Michel – Eu tenho uma amiga que veio da Bahia, prestou o Enem, passou para Educação Física na Unifesp, fez mestrado e hoje é uma mestra em Ciências da Saúde pela Unifesp. Ela não reunia as competências suficientes para entrar no ensino superior público, mas olha que porta a gente fecharia para essa menina. Lá (Unifesp), ela ficou de exame, pegou DP em várias disciplinas, mas lá ela se superou.

DL – Como você analisa a polêmica em torno da série da Rede Globo, ‘O Sexo e as Negas’, de Miguel Falabella? Algumas denúncias foram feitas na semana passada à Secretaria Especial da Promoção da Igualdade Racial.

Michel – É o pé atrás que o negro já tem. Ele nem viu, mas fala: já sei, de novo vem mais um estereótipo. Nós tivemos algumas produções com negros: Antonia, Subúrbia. É o mesmo estereótipo, a mesma mulher negra do subúrbio, da favela, sensual, que mesmo com todas as dificuldades é batalhadora, que corre atrás dos seus sonhos. Há algo de positivo nisso, mas porque só reforçar isso? Por que não fazer uma minissérie com quatro mulheres negras executivas, jornalistas, bem sucedidas. Por que fazer uma versão brasileira do ‘Sexy in the City’ com negras na favela?

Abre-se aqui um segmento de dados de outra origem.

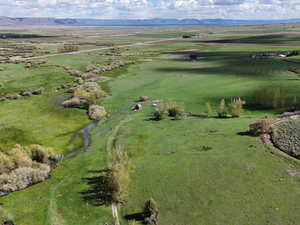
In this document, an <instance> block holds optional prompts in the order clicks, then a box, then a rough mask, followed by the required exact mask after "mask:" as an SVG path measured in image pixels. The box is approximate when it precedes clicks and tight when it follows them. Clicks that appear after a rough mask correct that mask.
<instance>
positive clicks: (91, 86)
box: [74, 82, 107, 105]
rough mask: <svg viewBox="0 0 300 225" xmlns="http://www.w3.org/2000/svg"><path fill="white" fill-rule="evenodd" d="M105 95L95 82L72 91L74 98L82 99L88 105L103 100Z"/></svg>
mask: <svg viewBox="0 0 300 225" xmlns="http://www.w3.org/2000/svg"><path fill="white" fill-rule="evenodd" d="M106 96H107V93H106V92H105V91H103V90H101V88H100V87H99V85H98V84H97V83H95V82H86V83H84V84H82V85H80V86H78V87H77V88H76V89H75V91H74V97H77V98H79V99H84V100H85V101H86V102H87V104H88V105H91V104H95V103H97V99H100V98H104V97H106Z"/></svg>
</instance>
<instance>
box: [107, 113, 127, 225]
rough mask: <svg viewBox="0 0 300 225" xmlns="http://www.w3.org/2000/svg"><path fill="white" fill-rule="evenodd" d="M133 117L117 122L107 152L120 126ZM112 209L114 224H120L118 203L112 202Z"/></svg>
mask: <svg viewBox="0 0 300 225" xmlns="http://www.w3.org/2000/svg"><path fill="white" fill-rule="evenodd" d="M131 119H132V118H131V117H127V118H125V119H123V120H121V121H120V122H119V124H117V125H116V126H115V127H114V129H113V131H112V133H111V135H110V136H109V138H108V140H107V142H106V151H107V154H110V151H112V150H113V144H114V141H115V139H116V136H117V134H118V131H119V130H120V128H121V127H122V126H123V125H124V124H126V123H128V122H129V121H130V120H131ZM111 211H112V216H113V218H114V221H115V222H114V224H115V225H120V219H119V212H118V205H117V204H116V203H112V205H111Z"/></svg>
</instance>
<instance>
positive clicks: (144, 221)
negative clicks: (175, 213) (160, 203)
mask: <svg viewBox="0 0 300 225" xmlns="http://www.w3.org/2000/svg"><path fill="white" fill-rule="evenodd" d="M144 218H145V219H144V222H145V223H146V224H153V225H156V224H157V222H158V206H157V203H156V202H155V201H154V199H153V198H150V199H149V200H148V201H146V203H145V207H144Z"/></svg>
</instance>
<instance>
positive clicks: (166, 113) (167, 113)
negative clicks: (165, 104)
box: [153, 109, 168, 120]
mask: <svg viewBox="0 0 300 225" xmlns="http://www.w3.org/2000/svg"><path fill="white" fill-rule="evenodd" d="M167 115H168V113H167V112H166V111H164V110H161V109H157V110H155V111H154V113H153V119H155V120H163V119H165V118H166V116H167Z"/></svg>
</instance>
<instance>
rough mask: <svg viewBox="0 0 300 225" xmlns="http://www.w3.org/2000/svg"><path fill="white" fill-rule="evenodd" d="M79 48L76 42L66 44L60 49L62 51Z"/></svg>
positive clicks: (76, 50)
mask: <svg viewBox="0 0 300 225" xmlns="http://www.w3.org/2000/svg"><path fill="white" fill-rule="evenodd" d="M78 50H79V46H78V45H75V44H64V46H63V47H62V48H59V49H58V51H59V52H61V53H64V52H75V51H78Z"/></svg>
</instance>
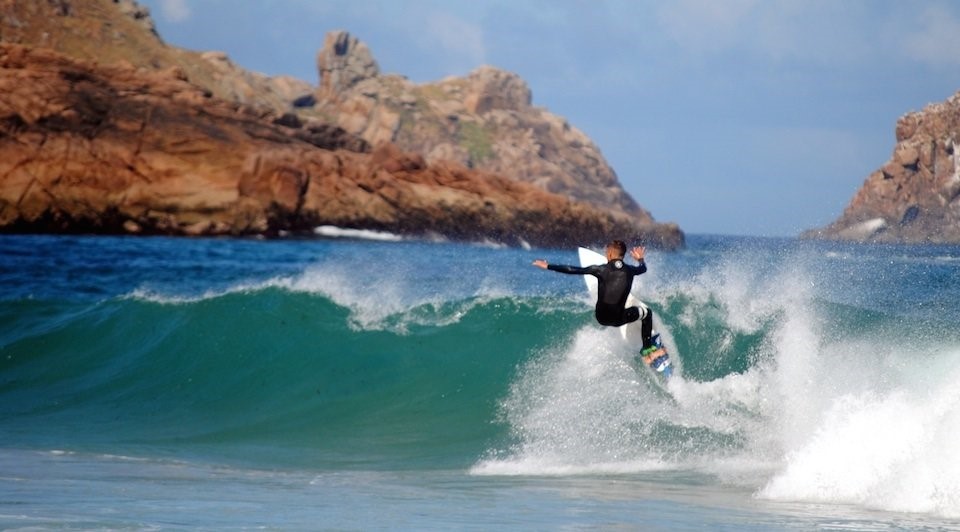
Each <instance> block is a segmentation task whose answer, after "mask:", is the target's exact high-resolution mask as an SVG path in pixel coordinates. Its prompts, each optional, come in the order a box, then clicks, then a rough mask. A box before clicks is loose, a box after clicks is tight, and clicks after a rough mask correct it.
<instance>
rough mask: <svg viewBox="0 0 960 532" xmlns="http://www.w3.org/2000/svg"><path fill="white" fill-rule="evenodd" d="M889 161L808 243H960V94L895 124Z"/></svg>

O Miguel Falabella diz que ele é um escritor que fala do subúrbio, mas por que não quebrar o paradigma?

DL – Você concorda com o termo “afrodescendente” classificando só as pessoas que têm pele negra ou parda? Eu sou branca e sou afrodescendente.

Michel – Cubatão, por exemplo, foi o primeiro município a adotar as cotas no serviço público, e lá na lei está o termo “afrodescendente”. Já teve até questionamentos jurídicos em relação a isso porque afrodescendente todos nós somos. Por isso, é que se tenta mudar esse termo para “negro”, entre parênteses negros e pardos, porque o afrodescendente carrega sim um problema. Na questão dos ancestrais, é possível que um branco tenha um negro na sua árvore genealógica. Então, se você for levar essa questão como critério para ser beneficiário de algum programa é complicado.

DL – Para você, um homem ou uma mulher negra que opta por namorar ou se casar com brancos porque quer ter filhos brancos —  usando um termo horrível, mas comumente falado — para “embranquecer” a família, é racista, está negando a sua própria raça?

Michel – Crescer na vida para um negro o que é? Ter acesso aos bens de consumo e, de certa maneira, se envolver com uma mulher branca. Isso está no imaginário coletivo. Então, eu não acredito que ele seja racista, mas sim porque ele cresceu nesse ambiente racista que o faz ter determinadas preferências.